Photographie couleur de femmes tenant des banderoles « Lesbians are everywhere » et « Lesbian phone line 960-3249 » lors d'une manifestation
Photographie couleur de femmes tenant des banderoles « Lesbians are everywhere » et « Lesbian phone line 960-3249 » lors d'une manifestation, Toronto (vers 1980-1985) 10-001-S3-I1360-I1361, Archives et collections spéciales de l'Université d'Ottawa.

Parmi les autres services téléphoniques destinés aux femmes, citons-la Lesbian Phone-line, la Midwifery Hotline, la Women's Information Line, le Northern Women's Peer Advocacy Network, les groupes de soutien Telelink locaux pour les femmes vivant avec le VIH/sida et les lignes de soutien pour les jeunes lesbiennes et gays, pour n'en citer que quelques-uns. Non seulement ces services offrent une oreille attentive aux femmes en détresse, mais ils contribuent également à les informer sur leur santé, les ressources disponibles et leurs droits. Les registres téléphoniques du Centre des femmes d'Ottawa, par exemple, montrent que les femmes ont appelé pour toutes sortes de raisons, de l'éducation sexuelle aux procédures de divorce. Ces réseaux ont également mis en relation leurs appelantes avec des juristes féministes et d'autres professionnels qui comprenaient les problèmes auxquels les femmes étaient confrontées dans la société canadienne.

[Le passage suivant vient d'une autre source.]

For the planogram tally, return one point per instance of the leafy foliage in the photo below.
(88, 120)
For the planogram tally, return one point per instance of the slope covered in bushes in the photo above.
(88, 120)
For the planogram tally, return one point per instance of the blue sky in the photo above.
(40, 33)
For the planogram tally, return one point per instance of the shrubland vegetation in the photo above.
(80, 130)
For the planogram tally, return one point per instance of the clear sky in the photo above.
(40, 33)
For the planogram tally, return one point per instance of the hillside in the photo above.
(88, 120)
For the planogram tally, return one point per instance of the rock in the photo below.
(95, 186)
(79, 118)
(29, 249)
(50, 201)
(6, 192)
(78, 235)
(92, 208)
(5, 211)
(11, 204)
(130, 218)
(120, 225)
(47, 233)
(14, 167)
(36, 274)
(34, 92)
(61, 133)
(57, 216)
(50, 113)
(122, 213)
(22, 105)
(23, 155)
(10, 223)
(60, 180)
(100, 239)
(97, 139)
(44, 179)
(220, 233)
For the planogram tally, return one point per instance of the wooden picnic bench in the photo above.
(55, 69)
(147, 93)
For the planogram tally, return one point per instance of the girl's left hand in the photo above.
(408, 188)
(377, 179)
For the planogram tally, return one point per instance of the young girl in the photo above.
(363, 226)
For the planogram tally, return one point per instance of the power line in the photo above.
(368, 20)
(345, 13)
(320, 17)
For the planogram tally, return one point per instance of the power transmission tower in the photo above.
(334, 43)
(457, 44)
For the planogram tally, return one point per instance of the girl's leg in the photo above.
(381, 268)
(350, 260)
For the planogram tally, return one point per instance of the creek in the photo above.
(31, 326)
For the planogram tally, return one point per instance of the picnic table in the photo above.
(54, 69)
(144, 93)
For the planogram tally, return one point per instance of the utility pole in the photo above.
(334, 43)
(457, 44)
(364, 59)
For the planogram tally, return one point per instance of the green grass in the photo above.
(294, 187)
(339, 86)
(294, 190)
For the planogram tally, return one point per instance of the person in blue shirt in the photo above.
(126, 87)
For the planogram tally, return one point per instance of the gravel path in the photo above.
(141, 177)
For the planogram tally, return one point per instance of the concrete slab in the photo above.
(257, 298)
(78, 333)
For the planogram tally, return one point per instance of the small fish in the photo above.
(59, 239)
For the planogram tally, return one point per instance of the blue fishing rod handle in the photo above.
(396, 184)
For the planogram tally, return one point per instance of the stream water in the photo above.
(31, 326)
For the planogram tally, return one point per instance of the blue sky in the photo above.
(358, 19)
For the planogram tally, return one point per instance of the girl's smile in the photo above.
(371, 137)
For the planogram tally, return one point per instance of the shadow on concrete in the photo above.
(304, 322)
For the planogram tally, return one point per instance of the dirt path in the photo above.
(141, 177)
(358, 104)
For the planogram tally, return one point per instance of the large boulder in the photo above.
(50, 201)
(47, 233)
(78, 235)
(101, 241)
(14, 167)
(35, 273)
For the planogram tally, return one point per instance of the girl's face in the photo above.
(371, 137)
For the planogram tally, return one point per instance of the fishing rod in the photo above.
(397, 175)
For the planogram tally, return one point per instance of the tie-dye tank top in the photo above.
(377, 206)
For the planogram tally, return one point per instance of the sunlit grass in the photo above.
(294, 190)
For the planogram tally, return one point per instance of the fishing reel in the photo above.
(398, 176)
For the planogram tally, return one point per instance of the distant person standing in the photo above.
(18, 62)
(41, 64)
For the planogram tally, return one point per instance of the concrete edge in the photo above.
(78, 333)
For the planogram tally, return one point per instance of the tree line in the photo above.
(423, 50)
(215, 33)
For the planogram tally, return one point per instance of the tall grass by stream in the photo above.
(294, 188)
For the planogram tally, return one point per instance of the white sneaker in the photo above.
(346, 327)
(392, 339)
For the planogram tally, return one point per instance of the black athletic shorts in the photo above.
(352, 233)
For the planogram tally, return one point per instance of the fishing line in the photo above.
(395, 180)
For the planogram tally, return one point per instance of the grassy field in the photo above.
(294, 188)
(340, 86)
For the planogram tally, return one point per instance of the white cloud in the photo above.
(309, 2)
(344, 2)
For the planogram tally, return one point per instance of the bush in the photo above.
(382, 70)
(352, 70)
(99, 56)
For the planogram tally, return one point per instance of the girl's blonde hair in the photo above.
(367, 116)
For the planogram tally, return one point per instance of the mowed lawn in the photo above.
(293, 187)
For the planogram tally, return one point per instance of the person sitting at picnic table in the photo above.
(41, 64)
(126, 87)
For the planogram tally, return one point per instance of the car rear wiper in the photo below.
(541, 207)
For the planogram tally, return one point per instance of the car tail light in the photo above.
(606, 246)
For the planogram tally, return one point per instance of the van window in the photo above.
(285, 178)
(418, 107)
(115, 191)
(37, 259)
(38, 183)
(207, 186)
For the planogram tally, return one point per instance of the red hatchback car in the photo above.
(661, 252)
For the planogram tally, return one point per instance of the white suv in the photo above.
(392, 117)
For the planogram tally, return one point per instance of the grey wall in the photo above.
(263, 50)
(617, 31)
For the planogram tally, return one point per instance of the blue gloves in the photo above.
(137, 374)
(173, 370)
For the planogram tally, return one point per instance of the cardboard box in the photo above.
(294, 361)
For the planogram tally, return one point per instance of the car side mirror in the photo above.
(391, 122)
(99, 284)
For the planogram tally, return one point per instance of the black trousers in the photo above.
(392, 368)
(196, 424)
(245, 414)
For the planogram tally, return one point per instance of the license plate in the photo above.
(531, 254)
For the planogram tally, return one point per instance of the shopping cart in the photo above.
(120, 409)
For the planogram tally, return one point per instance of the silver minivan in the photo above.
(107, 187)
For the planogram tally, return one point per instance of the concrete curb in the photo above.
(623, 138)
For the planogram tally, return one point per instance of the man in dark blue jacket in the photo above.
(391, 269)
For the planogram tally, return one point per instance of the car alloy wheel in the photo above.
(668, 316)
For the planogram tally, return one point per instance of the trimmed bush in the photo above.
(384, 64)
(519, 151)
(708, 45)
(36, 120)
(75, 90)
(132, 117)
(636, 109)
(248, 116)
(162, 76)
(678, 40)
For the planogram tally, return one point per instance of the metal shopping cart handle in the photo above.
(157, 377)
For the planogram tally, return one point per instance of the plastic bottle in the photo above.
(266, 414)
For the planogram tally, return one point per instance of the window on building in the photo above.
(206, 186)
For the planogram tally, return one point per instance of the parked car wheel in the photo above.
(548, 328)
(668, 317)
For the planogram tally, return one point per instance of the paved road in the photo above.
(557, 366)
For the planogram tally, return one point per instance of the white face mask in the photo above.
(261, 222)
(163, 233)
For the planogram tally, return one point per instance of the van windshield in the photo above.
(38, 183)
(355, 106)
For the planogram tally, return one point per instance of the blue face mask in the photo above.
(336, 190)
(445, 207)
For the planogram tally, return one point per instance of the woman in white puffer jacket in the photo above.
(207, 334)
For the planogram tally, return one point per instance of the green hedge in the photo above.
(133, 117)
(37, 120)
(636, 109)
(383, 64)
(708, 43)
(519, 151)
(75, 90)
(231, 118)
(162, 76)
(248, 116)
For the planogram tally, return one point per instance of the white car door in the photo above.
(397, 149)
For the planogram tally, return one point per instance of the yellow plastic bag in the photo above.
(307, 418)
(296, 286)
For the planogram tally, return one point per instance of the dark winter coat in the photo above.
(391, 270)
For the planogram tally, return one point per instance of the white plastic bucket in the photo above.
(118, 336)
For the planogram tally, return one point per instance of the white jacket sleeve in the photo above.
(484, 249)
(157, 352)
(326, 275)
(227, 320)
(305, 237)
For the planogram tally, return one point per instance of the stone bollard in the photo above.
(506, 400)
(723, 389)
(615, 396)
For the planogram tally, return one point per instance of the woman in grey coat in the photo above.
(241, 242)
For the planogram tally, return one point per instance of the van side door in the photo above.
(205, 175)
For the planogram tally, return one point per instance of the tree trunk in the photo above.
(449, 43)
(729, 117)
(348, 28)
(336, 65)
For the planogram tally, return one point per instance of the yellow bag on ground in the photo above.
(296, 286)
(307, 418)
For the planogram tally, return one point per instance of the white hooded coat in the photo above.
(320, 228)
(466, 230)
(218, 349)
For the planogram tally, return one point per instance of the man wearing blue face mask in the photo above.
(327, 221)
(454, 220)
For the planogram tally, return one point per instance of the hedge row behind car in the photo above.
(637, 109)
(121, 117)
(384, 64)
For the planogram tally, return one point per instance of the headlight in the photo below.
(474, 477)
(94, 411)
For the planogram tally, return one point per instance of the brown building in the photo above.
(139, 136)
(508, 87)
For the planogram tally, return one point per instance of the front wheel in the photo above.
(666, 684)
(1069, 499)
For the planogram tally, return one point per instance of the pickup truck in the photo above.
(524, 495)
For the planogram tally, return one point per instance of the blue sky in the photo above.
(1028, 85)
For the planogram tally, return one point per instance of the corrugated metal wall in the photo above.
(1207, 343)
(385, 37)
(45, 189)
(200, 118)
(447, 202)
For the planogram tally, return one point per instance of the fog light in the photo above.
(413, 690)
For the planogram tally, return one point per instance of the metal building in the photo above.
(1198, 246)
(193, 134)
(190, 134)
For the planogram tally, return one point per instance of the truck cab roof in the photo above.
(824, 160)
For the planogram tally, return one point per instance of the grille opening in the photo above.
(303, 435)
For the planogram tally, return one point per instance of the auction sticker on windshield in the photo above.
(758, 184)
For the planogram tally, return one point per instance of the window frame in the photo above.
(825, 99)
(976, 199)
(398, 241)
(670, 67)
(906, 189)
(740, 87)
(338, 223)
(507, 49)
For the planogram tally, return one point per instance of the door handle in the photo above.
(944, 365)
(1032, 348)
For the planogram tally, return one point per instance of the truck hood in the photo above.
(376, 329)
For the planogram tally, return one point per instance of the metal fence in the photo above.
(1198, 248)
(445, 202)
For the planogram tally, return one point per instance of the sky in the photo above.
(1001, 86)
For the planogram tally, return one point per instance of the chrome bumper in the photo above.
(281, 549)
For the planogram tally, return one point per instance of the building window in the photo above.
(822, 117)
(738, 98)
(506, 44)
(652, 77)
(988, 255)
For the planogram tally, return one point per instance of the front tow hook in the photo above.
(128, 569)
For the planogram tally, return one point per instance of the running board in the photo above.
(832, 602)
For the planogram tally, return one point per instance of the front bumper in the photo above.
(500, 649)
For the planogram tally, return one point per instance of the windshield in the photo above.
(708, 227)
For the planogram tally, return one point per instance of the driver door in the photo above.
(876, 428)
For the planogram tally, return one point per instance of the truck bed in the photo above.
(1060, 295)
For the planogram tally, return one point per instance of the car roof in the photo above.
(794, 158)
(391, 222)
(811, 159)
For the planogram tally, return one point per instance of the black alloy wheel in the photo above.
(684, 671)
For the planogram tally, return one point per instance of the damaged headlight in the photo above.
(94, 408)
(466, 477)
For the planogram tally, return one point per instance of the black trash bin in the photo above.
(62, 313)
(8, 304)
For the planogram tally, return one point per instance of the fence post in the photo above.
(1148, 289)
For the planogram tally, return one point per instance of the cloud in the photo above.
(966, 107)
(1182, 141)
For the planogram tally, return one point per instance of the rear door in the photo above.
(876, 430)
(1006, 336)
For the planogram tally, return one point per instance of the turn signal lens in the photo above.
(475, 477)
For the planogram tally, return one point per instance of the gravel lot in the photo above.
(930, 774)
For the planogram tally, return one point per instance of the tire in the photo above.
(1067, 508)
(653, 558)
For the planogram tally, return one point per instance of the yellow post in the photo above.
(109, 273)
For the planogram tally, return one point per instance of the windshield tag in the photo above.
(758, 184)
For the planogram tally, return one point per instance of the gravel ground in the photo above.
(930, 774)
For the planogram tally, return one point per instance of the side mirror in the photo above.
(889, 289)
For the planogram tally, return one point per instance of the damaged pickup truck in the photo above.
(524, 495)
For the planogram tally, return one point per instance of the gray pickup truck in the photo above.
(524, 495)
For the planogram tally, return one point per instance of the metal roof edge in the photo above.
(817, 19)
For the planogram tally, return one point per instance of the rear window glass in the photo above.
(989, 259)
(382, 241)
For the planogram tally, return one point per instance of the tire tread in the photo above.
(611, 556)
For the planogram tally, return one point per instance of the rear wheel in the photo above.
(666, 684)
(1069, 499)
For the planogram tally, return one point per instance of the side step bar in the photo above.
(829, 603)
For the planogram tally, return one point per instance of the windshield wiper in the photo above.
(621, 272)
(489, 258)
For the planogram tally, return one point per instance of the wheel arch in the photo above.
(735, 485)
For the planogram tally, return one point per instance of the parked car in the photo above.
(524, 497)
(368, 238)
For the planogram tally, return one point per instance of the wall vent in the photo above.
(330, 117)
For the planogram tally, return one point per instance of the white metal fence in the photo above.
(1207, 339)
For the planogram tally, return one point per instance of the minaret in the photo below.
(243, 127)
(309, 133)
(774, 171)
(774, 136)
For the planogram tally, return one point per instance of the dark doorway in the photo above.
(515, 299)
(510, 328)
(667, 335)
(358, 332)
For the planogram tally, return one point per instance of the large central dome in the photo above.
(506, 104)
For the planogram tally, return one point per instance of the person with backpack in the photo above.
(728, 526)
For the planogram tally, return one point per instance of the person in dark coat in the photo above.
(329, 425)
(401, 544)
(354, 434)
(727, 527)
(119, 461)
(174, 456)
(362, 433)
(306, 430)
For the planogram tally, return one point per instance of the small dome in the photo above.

Après leur conférence inaugurale à Winnipeg en 1975, les étudiantes féministes en droit de l'Association nationale de la femme et du droit (ANFD) ont été critiquées dans le journal étudiant de l'Université du Manitoba pour avoir organisé une conférence sur « les femmes et le travail ». Selon l'auteur, cet événement s'est déroulé sans la présence de « véritables femmes actives », même si de nombreuses secrétaires juridiques étaient présentes. Cette critique, dans sa tentative légitime de défendre les femmes de la classe ouvrière, reflète peut-être la tendance culturelle à dévaloriser les formes de travail qui sont traditionnellement considérées comme « le travail des femmes ». Bien que les féministes aient lutté à juste titre contre la relégation des femmes dans des emplois de cols roses et contre la condescendance sexiste à laquelle elles étaient confrontées dans ces postes, il ne faut pas oublier que l'histoire de la libération des femmes passe aussi par des histoires de bureaux, d’emplois cléricaux et de femmes (souvent anonymes) qui les ont occupés.